Dans ce contexte, chaque euro de publicité doit être justifié. Le message envoyé par Havas Media France en adoptant OpenPath est clair : puissance, qualité, transparence et responsabilité doivent aller ensemble.

Pour les acteurs du commerce de détail, l’enjeu dépasse la simple optimisation de coûts. Il s’agit de :

  • construire une publicité plus efficace, alignée sur la vraie attention
  • soutenir des éditeurs premium français qui investissent dans des contextes fiables
  • réduire l’empreinte carbone de leurs plans média, sans perdre en performance

Et, plus globalement, de replacer l’intelligence artificielle au cœur de la performance marketing, au même titre qu’en logistique ou en pricing.

La question n’est plus « Faut-il tester ce type de solution ? », mais plutôt : « Combien de temps pouvez-vous encore vous permettre de garder des chaînes programmatiques inefficaces ? »


Pour aller plus loin dans la série “IA et Retail”
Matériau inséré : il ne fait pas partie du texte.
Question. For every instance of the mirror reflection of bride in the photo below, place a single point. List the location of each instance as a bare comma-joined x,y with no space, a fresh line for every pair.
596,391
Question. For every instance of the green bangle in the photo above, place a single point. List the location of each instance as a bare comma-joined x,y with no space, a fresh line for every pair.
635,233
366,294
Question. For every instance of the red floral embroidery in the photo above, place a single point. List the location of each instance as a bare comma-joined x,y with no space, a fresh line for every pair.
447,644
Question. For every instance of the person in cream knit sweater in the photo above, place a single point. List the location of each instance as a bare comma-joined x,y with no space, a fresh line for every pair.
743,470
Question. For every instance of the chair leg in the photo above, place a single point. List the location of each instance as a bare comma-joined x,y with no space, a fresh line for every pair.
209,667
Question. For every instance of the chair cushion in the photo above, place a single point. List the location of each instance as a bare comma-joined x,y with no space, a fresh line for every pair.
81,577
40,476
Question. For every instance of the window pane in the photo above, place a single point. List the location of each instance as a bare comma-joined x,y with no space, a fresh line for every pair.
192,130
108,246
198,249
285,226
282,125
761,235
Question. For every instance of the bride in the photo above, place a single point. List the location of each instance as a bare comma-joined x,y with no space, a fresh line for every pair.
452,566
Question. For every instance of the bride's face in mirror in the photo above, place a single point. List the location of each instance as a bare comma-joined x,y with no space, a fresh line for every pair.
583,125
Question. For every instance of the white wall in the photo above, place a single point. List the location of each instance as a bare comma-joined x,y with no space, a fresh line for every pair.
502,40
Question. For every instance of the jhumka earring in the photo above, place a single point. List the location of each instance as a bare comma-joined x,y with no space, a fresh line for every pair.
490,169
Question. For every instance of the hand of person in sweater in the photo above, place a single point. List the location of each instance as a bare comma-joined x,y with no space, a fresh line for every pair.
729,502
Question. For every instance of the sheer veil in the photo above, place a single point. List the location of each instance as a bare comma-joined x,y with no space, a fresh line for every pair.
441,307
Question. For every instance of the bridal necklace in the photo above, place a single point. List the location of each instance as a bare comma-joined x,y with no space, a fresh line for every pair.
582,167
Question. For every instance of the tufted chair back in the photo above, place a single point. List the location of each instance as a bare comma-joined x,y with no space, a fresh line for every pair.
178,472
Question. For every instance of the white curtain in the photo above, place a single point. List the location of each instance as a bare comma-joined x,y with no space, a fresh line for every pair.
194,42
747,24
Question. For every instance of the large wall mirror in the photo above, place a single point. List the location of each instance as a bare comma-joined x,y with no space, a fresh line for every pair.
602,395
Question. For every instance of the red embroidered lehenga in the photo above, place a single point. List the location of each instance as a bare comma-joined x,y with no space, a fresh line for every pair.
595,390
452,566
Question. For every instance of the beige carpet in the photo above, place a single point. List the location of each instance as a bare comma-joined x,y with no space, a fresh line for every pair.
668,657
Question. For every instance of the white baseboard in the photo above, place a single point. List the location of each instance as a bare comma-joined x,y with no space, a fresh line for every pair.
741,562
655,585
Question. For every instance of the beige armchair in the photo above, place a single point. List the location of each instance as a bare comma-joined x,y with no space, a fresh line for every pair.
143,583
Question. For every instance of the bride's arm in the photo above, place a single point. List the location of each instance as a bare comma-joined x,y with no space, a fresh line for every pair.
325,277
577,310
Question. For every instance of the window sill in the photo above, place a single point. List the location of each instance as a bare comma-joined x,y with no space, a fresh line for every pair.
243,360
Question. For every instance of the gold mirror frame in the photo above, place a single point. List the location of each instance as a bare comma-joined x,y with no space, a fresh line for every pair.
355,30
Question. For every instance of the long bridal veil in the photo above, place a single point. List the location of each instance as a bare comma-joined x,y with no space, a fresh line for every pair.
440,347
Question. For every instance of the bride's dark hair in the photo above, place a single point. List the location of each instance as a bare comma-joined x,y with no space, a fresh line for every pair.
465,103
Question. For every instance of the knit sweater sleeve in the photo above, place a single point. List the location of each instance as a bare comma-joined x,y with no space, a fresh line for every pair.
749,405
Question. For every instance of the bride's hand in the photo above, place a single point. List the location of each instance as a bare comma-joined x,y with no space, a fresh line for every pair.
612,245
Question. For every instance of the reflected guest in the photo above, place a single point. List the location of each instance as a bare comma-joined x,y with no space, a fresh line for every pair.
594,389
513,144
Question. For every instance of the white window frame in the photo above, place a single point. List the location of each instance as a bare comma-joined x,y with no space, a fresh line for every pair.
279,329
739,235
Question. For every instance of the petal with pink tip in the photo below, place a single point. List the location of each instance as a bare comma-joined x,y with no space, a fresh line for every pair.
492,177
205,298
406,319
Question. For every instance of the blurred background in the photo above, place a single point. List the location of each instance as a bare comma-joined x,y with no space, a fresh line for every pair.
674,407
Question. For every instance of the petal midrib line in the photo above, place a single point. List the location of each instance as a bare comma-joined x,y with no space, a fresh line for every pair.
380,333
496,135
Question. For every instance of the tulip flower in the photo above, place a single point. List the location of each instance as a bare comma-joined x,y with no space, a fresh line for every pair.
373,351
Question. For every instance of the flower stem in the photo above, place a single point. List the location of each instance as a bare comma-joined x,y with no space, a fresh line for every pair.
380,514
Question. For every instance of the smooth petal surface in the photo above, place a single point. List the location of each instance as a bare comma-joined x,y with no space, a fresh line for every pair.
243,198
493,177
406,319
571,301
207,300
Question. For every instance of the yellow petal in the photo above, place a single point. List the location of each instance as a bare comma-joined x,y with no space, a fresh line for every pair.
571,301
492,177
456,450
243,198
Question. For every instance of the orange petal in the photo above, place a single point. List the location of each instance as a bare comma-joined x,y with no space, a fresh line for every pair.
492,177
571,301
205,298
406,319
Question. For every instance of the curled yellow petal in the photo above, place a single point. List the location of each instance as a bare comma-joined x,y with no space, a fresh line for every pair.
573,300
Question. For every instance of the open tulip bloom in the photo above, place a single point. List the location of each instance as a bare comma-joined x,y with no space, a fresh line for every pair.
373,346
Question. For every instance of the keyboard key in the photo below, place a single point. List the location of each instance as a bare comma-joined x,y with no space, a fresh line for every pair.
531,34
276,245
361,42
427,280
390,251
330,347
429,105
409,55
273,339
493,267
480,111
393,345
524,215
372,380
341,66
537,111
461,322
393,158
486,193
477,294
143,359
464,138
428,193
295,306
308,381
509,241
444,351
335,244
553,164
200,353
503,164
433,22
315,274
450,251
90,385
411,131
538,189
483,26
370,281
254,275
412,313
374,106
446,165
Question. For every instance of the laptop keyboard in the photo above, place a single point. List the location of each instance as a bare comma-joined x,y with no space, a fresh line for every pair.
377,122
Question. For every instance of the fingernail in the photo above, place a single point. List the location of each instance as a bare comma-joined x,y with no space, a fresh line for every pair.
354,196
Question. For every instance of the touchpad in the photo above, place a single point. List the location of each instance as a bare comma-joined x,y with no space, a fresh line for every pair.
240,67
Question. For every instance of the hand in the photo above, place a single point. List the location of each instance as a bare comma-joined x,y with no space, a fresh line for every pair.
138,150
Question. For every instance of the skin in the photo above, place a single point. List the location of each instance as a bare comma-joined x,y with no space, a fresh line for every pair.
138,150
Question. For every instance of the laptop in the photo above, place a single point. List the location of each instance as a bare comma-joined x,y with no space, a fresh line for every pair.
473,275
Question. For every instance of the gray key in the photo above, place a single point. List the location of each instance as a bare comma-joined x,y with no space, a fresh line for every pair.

Cet article s’inscrit dans notre série “L’Intelligence Artificielle dans le Commerce de Détail”, où l’on traite déjà :

  • de la personnalisation client grâce à l’IA
  • de la gestion prédictive des stocks
  • du pricing dynamique en grande distribution
  • de l’expérience omnicanale pilotée par la donnée

L’exemple OpenPath / Auchan montre comment ces logiques se prolongent naturellement dans la publicité digitale. Si vous travaillez pour une enseigne, une marque de grande conso ou une régie, le moment est idéal – à l’aube de 2026 – pour remettre vos chaînes programmatiques à plat et intégrer pleinement l’IA dans votre stratégie média.

La prochaine étape logique : relier ces optimisations média à vos indicateurs business (panier moyen, fréquence de visite, marge nette). C’est là que l’IA, la data et le retail commencent vraiment à parler le même langage.